Local parks district to manage Bureau's Haystack campgrounds
Crook County Parks and Recreation District is close to taking over management of another campground, this time well beyond its district borders.
District leaders recently signed a contract with the Bureau of Reclamation to take over management of its campground space at Haystack Reservoir, a roughly 23-mile drive northwest of Prineville.
The process began about year and a half ago or so, Duane Garner, CCPRD's executive director recalls.
"Bureau of Reclamation came to us and was wondering if there is any interest on the district's part to be a managing partner of a Haystack Reservoir campground," he said, adding that BOR is responsible for one of those two campgrounds while the Forest Service oversees the other, larger one.
"It would be a partnership where we would manage the south shore group campground area," he continued, explaining that that area features three large group sites that support a total of about 75 campers. The district would also manage the west shore recreation area, which features 16 smaller campsites and a day-use fishing area, and the north shore fishing pier, which has no campgrounds.
Garner admits that district leaders were hesitant at first to accept the BOR offer.
"It is well out of our district," he said, adding that they didn't want to use local tax dollars to subsidize an operation.
But district leaders learned that they could manage the site while earning revenue that they could apply to other district needs.
"They are willing to be an active partner," Garner said. "They have been able to receive federal grants and do upgrades in the park. They just want us to do some basic maintenance. … We would take care of things and be able to keep all of the fee collection for the camping out there."
Garner noted that they would hire some more seasonal employees to focus exclusively on campground work, which would not only help with management of Haystack, but provide more manpower to care for Ochoco Lake Campground and the Crook County RV Park.

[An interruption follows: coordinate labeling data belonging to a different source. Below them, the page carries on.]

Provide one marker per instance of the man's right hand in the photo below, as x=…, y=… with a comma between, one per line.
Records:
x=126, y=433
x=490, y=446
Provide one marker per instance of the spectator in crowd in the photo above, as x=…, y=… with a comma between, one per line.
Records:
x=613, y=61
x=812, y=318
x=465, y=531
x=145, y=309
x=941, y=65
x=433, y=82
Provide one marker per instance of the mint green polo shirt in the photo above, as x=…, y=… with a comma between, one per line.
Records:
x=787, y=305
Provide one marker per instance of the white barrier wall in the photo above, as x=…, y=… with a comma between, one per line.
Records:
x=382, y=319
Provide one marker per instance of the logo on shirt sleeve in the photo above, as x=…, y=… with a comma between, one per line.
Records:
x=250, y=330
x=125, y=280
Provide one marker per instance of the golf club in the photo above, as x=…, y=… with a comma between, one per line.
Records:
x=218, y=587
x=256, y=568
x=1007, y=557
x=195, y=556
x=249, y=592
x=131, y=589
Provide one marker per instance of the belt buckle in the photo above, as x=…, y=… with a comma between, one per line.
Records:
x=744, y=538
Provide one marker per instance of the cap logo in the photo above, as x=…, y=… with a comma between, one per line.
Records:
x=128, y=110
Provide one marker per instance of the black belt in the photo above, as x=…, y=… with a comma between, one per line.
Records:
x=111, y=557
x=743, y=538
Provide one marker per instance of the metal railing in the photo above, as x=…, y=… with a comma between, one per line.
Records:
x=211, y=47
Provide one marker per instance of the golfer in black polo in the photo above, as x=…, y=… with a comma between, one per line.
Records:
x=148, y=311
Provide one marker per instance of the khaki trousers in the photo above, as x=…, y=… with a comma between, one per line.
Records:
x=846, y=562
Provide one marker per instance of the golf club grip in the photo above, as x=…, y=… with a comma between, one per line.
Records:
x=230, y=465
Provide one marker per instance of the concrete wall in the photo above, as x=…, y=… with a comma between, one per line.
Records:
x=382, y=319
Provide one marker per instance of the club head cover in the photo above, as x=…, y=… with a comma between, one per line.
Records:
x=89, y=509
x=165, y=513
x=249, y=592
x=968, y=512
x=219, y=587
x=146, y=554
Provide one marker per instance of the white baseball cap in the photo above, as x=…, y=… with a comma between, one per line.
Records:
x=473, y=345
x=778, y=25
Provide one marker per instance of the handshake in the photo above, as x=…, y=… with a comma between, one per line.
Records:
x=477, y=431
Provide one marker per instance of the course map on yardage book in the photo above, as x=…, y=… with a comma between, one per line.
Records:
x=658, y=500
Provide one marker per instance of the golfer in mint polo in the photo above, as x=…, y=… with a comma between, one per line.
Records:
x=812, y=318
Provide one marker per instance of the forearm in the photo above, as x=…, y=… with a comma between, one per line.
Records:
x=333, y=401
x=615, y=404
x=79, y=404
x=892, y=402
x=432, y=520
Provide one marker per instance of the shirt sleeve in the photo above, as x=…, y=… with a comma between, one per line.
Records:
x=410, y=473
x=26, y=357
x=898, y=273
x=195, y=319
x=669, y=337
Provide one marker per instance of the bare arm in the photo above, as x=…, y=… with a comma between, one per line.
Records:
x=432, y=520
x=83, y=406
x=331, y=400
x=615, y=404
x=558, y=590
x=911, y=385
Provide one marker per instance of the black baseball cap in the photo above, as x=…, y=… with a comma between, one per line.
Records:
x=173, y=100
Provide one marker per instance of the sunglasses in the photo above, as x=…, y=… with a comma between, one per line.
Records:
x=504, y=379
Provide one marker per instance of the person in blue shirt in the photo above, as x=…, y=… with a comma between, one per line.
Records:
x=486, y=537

In addition, the parks district would enter the agreement with a park host on board. The BOR hired the host, and once the transaction is complete, CCPRD would assume management of that position.
"They are kind of the eyes and ears, and day-to-day individual," he said. "We are more support staff for the host and making sure everything goes well."
Parks leaders just recently signed a contract to make the transition official and once the BOR signs it — which Garner said could happen any day now – the district would take over active management of the sites.
The contract is for one year, a trial run to see how everything goes. Garner hopes that year of management will help district leaders determine if they want to continue expanding the different kinds of camping that CCPRD offers.
"We have done reasonably well with the Crook County RV Park as well as Ochoco Lake Campground," he said, "so we are looking at this as a potential way to subsidize the tax dollars and make them go further."